"I love you, Pumpkin…"

[Polski]


“I love you, Pumpkin.”
“I love you, Honey Bunny. Everybody be cool this is a robbery!” (Pulp Fiction, 1994)

Is there anybody who has not heard this quote from Pulp Fiction? Throughout the history of cinema, we can find endless classic movie lines. In order for movie quotes to achieve world-wide fame, they must fit in with the culture of other countries. Their sense of humour and, of course, the translation must be accurate in the target language. So, how are these lines made to sound as good in other languages as in the original version? Translators must take up the gauntlet and rise to the challenge.

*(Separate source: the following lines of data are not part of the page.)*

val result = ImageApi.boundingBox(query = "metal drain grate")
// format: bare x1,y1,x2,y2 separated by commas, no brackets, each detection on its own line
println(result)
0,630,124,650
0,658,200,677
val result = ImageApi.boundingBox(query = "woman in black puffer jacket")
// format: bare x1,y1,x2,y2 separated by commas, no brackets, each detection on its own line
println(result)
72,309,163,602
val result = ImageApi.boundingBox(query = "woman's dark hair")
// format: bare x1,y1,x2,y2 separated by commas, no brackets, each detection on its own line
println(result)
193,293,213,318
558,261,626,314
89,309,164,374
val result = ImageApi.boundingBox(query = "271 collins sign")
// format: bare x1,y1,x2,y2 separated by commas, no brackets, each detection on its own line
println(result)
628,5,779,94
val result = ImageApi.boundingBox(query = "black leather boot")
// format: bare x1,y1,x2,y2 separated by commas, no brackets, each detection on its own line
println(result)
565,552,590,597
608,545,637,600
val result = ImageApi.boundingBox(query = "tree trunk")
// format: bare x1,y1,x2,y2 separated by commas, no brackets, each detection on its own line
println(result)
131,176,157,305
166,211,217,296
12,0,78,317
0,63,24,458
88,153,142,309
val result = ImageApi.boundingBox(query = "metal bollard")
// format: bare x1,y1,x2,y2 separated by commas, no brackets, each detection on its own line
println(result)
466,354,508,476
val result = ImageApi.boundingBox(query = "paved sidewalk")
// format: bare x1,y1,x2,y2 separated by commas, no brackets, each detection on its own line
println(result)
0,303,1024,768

Good translation is the key to the success of movies. If the translation is good then the film will be a success, but if it is bad then the movie will probably flop at the box office. What makes movies successful in other languages is their ability to play with words and idioms. Let’s go back to the classic film Pulp Fiction, and check out one of its many famous lines in both its original and Polish versions.

Bruce Willis as Butch Coolidge says to Mia “Zed’s dead, baby. Zed’s dead.” Such a short sentence, but the sound of the rhyme makes it difficult to translate. E. Gałązka-Salomon dealt with this translation superbly, by translating the movie line as “Zed zszedł,” in Polish. This brilliantly transmits the sense of atmosphere in the scene.

“And now for something completely different…“ (Monty Python’s Flying Circus)

What about hilarious English quotes, like these from Monty Python? Only one word can be used to describe the translation of these into other languages: challenging. T. Beksiński, responsible for their translation into Polish and said to be one of the best in his trade, contributed towards the “Pythomania” movement in Poland. However, some people accuse him of adding Polish words to the ‘Flying Circus’; words which do not exist in the original English version. For example he added “Jarocin”, which is the name of a Polish town that annually holds an alternative music festival. The question is: if he were to leave the English name, would it be as comically successful in Poland as the Polish version? Based on his diverse knowledge of both English and Polish culture, Beksiński decided to use Polish names. He thought this would be the context most familiar to his Polish audience. We can argue whether he was right or not, but one thing that is certain is that there is nothing better than “Lovely spam! Wonderful spam,” according to the original Monty Python quote.

“I just know before this is over, I’m gonna need a whole lot of serious therapy. Look at my eye twitchin…” (Shrek, 2001)

Sometimes, unfortunately, professional translators (and not those just translating for fun) simply translate sentences without taking care with regards to the meaning of the text. For instance, in a dialogue between Wolverine and Jean Grey in the film X-men, Cerebro – a machine for finding mutants – was literally translated as “brain”:

“Do you…?”
“Do I…use Cerebro? No. It could be a little…dangerous for me.” (“Do I… use a brain? No. It could be a little…dangerous for me.”)

Can everything be translated correctly? It probably depends upon the skills of the translator, their knowledge about both languages as well the cultures of both countries. Some sentences, even when not translated into the target language, can become a part of that language. For example, “Are you talking to me?!” from Taxi was used in the Polish comedy ‘Kiler’ (in English “Killer”), and became fashionable and one of the most used phrases between young people.

The fate of movie lines is unpredictable. As Forrest Gump would say, translation “is like a box of chocolates, you never know what you’re gonna get”.